Imus v. Gibson
I wonder if Don Imus, the recently fired radio- and TV-talk show host is standing in his local watering hole, throwing darts at a picture of Mel Gibson. Many, many news cycles ago, Mel Gibson followed-up his hardcore Christian film-making success, and his father’s holocaust-denying comments, with an evening of racist and anti-Semitic ranting after being pulled over for drunk driving. At the time, much “debate” ensued, about whether this bigotry was revelatory of the “real” Gibson, of whether an apology would be forthcoming – and suffice – and to whom specifically Gibson might direct his apologia or otherwise show his contrition. Gibson has in the past employed Jewish PR counsel, and he has worked for Jewish executives in Hollywood, and so whatever one wants to say about Jewish control of the media, the whole episode did eventually fade away.

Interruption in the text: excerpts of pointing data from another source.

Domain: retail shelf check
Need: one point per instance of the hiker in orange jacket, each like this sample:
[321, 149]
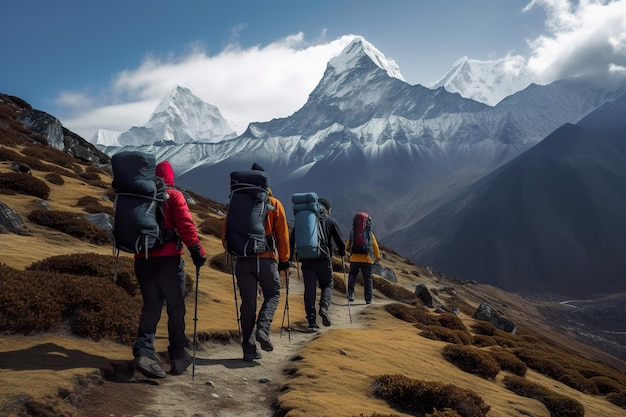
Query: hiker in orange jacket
[265, 269]
[362, 262]
[161, 277]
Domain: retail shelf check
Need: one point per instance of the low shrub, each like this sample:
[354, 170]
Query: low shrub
[472, 360]
[27, 303]
[70, 223]
[508, 361]
[418, 396]
[93, 265]
[451, 321]
[24, 184]
[483, 341]
[92, 205]
[55, 178]
[393, 291]
[558, 405]
[617, 398]
[485, 328]
[606, 385]
[563, 367]
[447, 412]
[411, 314]
[39, 300]
[98, 309]
[459, 337]
[53, 156]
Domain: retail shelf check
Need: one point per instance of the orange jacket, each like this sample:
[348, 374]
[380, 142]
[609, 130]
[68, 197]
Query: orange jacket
[276, 226]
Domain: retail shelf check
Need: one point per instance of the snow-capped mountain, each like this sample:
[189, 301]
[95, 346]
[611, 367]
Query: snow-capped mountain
[181, 117]
[486, 81]
[371, 142]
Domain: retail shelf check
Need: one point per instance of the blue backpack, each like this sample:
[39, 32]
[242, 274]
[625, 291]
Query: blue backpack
[247, 210]
[140, 194]
[309, 236]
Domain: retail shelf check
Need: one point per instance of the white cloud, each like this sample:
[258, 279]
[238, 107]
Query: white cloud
[583, 37]
[255, 84]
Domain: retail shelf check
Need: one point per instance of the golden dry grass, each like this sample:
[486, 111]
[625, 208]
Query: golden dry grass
[332, 374]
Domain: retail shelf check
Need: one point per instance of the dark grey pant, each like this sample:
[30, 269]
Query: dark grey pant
[368, 284]
[161, 278]
[313, 273]
[252, 272]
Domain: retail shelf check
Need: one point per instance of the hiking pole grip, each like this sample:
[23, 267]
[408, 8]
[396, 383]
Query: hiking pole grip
[343, 269]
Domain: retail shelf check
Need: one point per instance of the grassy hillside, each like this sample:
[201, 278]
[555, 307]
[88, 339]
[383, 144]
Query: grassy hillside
[405, 359]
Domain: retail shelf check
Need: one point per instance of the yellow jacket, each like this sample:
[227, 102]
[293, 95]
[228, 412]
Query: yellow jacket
[365, 257]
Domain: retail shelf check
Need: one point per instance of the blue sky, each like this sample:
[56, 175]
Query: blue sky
[96, 64]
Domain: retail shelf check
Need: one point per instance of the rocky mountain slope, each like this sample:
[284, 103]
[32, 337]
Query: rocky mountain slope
[543, 369]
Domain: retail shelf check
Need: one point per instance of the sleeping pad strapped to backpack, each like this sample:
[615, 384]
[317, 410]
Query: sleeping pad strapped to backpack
[308, 231]
[138, 223]
[247, 211]
[361, 238]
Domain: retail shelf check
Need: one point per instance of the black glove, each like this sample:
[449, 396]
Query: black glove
[197, 255]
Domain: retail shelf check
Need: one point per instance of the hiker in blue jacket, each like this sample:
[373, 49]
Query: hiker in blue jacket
[320, 271]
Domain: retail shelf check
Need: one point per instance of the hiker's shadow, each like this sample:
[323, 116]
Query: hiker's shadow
[230, 363]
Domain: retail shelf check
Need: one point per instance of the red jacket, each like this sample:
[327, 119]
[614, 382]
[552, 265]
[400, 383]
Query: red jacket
[176, 217]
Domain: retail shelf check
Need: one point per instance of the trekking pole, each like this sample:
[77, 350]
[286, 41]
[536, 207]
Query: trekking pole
[343, 269]
[286, 310]
[195, 323]
[236, 305]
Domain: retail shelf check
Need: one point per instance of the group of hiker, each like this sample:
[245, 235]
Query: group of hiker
[255, 232]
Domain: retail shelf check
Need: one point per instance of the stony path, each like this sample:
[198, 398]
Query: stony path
[223, 385]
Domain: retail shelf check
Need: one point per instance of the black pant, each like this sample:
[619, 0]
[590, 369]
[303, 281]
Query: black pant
[250, 273]
[368, 284]
[313, 273]
[161, 278]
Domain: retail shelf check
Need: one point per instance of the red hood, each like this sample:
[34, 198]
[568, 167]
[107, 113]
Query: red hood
[165, 171]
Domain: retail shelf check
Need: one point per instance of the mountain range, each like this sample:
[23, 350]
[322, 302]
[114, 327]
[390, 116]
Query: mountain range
[437, 170]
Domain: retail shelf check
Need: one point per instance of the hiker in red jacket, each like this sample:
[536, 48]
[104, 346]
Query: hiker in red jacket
[161, 277]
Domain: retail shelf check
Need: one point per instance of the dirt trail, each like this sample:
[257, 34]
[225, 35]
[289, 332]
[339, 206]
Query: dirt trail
[223, 384]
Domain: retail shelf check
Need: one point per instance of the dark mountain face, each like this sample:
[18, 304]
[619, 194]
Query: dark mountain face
[551, 220]
[428, 166]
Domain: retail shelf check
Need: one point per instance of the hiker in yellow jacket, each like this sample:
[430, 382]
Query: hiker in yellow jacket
[363, 254]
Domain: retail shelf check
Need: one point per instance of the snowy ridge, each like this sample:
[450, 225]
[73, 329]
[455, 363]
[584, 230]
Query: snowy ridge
[180, 117]
[486, 81]
[354, 52]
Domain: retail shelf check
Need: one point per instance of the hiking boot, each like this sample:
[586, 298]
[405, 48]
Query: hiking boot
[264, 340]
[249, 357]
[325, 319]
[149, 367]
[178, 366]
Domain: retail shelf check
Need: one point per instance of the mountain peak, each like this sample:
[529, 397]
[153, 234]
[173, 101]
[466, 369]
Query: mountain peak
[486, 81]
[356, 50]
[181, 117]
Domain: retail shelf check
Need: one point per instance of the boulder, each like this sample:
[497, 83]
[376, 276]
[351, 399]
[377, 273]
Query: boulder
[384, 272]
[11, 221]
[486, 313]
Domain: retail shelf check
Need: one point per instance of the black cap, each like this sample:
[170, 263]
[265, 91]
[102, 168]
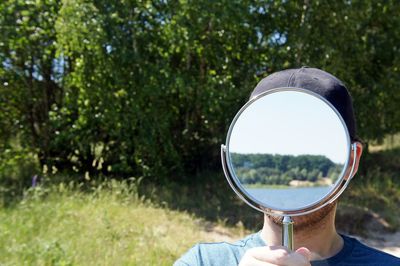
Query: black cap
[317, 81]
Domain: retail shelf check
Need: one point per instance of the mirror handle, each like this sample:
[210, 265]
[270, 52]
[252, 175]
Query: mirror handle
[287, 233]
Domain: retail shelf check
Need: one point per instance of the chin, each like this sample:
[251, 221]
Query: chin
[308, 221]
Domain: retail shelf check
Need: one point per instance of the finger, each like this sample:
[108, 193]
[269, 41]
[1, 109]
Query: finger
[302, 257]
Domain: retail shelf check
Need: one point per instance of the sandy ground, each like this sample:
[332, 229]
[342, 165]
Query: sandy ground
[387, 242]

(Oddly, there seemed to have been little discussion over one specific element of Gibson’s tirade: Jewish “control” of “the media” is well know among anti-Semites around the world [along with international banking and other important desk jobs], but we’ve never been known for our domination of the nation’s police forces. So it seems a stretch that there really was a conspiracy to pull Gibson over: that would have required a lot of high-level coordination between Los Angeles’ media-controlling Jews and whichever minority group it is that secretly runs their police.)
For one brief moment, I felt vaguely sorry for Don Imus. He never even had a chance to get out ahead of this “story,” one that The Daily Show’s Jon Stewart aptly noted was the only media buzz even remotely competitive with the announcement about poor, dead Anna Nicole Smith’s baby’s real father. What Imus said was undeniably stupid, certainly offensive, and very probably racist. Unless it wasn’t racist and was, in fact, just stupid and offensive. He apologized, whatever that really means; if he’s a bigot, as some claim, it means very little; if he’s not, we’ll never really know, and the apology will just linger as more words in a broad, continuing war of media-driven clichés. We Americans (Jewish and not) have a very complicated relationship with repentance and forgiveness: we say we believe in it, but we often act as if we do not ... until time passes and we all just move on.
At this point, it doesn’t much matter. Having lost both his CBS radio and MSNBC cable shows, Imus will surely take a brief public break before re-emerging on satellite radio or elsewhere, a rebirth keyed – as most American ones are – to his continuing potential for revenue generation. Maybe he’ll write a book about how this experience proves whatever it is he’s been saying about America for years, and hope it does better than Gibson’s Apocalypto. Whatever happens, Imus is still richer than most of us will ever be. In the meantime, he’ll likely just keep throwing darts at that picture of Mel.
1 Comments:
The officer who arrested Gibson WAS Jewish.
And as for Imus, he's been broadcasting this garbage for years.